“We are facing an exciting era of fast-paced drug development in acute myeloid leukaemia” writes Gianfranco Bittar and colleagues at Baylor College of Medicine, Houston, TX, USA, in a review published in touchREVIEWS in Oncology & Haematology. In 2020, there were an estimated 21,450 new patients with acute myeloid leukaemia (AML) and 11,180 AML-related deaths in the USA. Rates of complete remission (CR) with the standard ‘7+3’ regimen (that is, continuous intravenous infusion of cytarabine for 7 days plus an anthracycline for the first 3 days) range from 55% to 60% in patients younger than 70 years, and from 40% to 45% in older patients.
In recent years, researchers have worked towards “genetically characterizing AML to provide a more accurate prognosis, personalize management and develop targeted therapies”, the authors write; they note that the United States Food and Drug Administration (FDA) has now approved several agents against specific molecular targets, which have improved outcomes. The authors summarize the promising clinical trials that may advance AML management.
Midostaurin, a multikinase inhibitor originally developed for the treatment of solid tumours, was approved by the FDA in 2017 in combination with standard induction chemotherapy for FLT3-positive AML. This followed results of the RATIFY phase III trial, in which patients with concurrent NPM1 mutations had a 5-year overall survival rate of approximately 70% in the midostaurin group. Use of high-dose cytarabine plus midostaurin, followed by autologous haemopoietic stem cell transplant (aHSCT) also shows potential, following the results of the phase II German–Austrian AML Study Group 16-10 trial, in which 72.4% of patients achieved CR/CR with incomplete haematological recovery (CRi).
For elderly patients with comorbidities, intensive treatment can lead to complications such as differentiation syndrome. The authors suggest that IDH1 inhibitors as add-on maintenance therapy alongside hypomethylating agents (HMAs) in patients with CR after intense chemotherapy, or HMA plus venetoclax induction, could be a treatment option for these patients, citing ongoing trials.
Patients older than 75 years and those with significant comorbidities are best treated with HMA plus venetoclax, the authors suggest, citing a recent study by DiNardo et al., in which the combination demonstrated a CR/CRi rate of 66% in the overall population. Venetoclax 600 mg plus low-dose cytarabine 20 mg/m2 daily for 10 days was approved by the FDA in 2020. Following the positive results of the phase III QUAZAR AML-001 trial, the FDA approved oral azacitidine (CC-486) as a maintenance therapy.

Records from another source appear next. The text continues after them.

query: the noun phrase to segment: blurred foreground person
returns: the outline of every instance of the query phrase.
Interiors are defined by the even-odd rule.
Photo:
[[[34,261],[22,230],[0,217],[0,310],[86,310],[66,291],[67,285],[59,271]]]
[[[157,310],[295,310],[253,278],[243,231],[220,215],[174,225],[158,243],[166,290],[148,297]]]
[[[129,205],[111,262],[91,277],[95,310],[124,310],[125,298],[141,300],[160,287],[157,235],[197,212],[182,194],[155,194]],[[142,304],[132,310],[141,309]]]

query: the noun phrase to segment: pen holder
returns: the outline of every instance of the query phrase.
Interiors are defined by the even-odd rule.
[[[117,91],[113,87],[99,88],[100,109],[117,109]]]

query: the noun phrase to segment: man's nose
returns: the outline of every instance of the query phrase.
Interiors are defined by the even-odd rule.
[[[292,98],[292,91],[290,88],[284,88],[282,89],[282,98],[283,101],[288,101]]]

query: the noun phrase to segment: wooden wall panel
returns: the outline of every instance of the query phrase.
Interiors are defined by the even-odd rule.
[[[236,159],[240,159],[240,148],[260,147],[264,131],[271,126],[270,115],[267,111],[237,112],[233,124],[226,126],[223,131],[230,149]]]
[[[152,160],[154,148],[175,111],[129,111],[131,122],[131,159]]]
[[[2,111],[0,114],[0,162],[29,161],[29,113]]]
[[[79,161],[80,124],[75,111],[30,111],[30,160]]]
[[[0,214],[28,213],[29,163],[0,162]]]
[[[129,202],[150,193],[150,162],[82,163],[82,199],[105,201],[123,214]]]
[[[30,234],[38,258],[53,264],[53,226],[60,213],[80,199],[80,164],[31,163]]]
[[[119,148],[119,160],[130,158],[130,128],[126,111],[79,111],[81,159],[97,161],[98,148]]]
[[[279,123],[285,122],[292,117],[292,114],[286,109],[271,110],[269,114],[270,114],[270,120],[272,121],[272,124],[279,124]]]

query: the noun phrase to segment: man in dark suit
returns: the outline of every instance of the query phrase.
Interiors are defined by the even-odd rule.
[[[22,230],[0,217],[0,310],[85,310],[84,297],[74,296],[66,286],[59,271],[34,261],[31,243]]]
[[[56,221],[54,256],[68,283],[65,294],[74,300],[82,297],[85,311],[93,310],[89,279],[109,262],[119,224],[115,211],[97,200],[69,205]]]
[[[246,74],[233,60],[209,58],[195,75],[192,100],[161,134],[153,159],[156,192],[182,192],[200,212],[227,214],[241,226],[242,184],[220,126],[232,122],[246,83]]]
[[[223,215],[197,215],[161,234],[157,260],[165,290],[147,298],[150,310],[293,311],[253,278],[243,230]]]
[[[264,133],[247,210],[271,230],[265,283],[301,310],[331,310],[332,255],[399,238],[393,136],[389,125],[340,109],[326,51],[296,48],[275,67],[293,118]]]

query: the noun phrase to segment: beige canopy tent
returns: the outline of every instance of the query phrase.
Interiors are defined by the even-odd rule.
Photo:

In summary, although clinical outcomes for patients with AML have improved over the past 5 years, there are still urgent therapeutic needs to consider. These include:
- The need to improve induction therapy for patients with de novo AML in adverse European LeukemiaNet (ELN) 2017 subgroups, and for those with relapsed/refractory (R/R) AML.
- Drug designs that permit oral HMA with improved pharmacodynamics, to improve leukaemia-free survival in patients without a donor or those who are unsuitable for aHSCT.
- Novel drug combinations that can prevent primary and secondary failure of HMA plus BCL2 inhibitor combination therapy, are needed.
- Interventions that improve the relapse risk after bone marrow transplantation, especially in patients in intermediate-risk/adverse ELN subgroups, must be identified.
The authors offer an overview of promising future therapeutic options, including:
- magrolimab in combination with azacitidine (which showed promising results in a phase Ib trial among patients with TP53-mutated AML)
- combination of azacitidine, venetoclax and magrolimab in patients with R/R AML (following positive phase I/II data)
- HMA plus venetoclax, which has been shown to be particularly effective in inducing negative measurable residual disease
- maintenance therapy (oral azacitidine), following the favourable results of the QUAZAR AML-001 trial.
“We are facing an exciting era of fast-paced drug development in AML”
“As leukaemia-treating physicians, we should continue to encourage clinical trial participation and foster the integration of basic and clinical science to improve the lives of patients with AML” the author conclude.